The public hearing was less than two minutes, with no substantial discussion of what the ordinance entailed, but it passed 3-0 due to the absence of Council members George Dotson and Dionne Faulk.
This author emailed the city clerk public comments before the deadline posted on the Jan. 4 council agenda. Our comments appear to have been intentionally withheld.
City Clerk Aisha Thompson confirmed the following day she received comments submitted via email, and they would be entered into the public record, despite her being told they had to be read during the meeting.
City Attorney Ken Campos provided direction to both Butts and Thompson during a May 5, 2020, public hearing, that comments received by email must be read out loud (video is at the end of this article).
During the Jan. 4 public hearing, Thompson appears to have intentionally withheld emailed public comments, received in a timely manner, taking into consideration her city email is configured on her cellphone.
The comments asked what is the approx. cost to taxpayers for hosting the Super Bowl, what is the anticipated revenue, what exactly the zone was seeking to achieve, and if there is adequate parking and public safety staff on hand for the week long event.
While on hold to give oral public comment, you can hear the meeting and can also press corresponding numbers to find out how many callers are in the cue to speak. During the public hearing, there were four of us.
Thompson explained the city’s IT department handles the calls, which is of concern due to one of the department employees, Josh Howe, is paid for services outside of his employment, by Mayor Butts’ multiple re-election campaign accounts.
The operator didn’t give callers the option to press a corresponding button to speak during the public hearing, or give comment at the top or end of the meeting as we regularly do.
This also shows Butts and Thompson seek advice from the city attorney and don’t take it, which was a point of contention during last year’s elections.
The Inglewood Municipal Code states employees have to resign before running for office. Thompson was a full-time employee when she pulled nomination papers to run for city clerk, going against the city’s own rules.

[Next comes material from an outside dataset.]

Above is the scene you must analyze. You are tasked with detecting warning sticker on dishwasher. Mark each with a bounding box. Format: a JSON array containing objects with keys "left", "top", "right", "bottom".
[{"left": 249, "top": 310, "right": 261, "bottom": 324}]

Public records requests for communications between Campos, Butts, and Thompson on the matter were denied due to “attorney-client privilege”.
Certain elected members of the Inglewood City Council appear to be intentionally defying their legal counsel, and the public’s trust, by silencing our voices on issues in the city.
The Los Angeles County District Attorney’s office has acknowledged receipt of multiple complaints, about last year’s nomination period, Brown Act violations, and withholding public records requests by a person the city elected based on their experience and tenure in the city’s most important office.
2UrbnGirls asked on status of a records request for the executed contract between the City and Hollywood Park Management Co.
“We are working out of boxes, and with no filing system, so it’s hard to find documents,” said Thompson.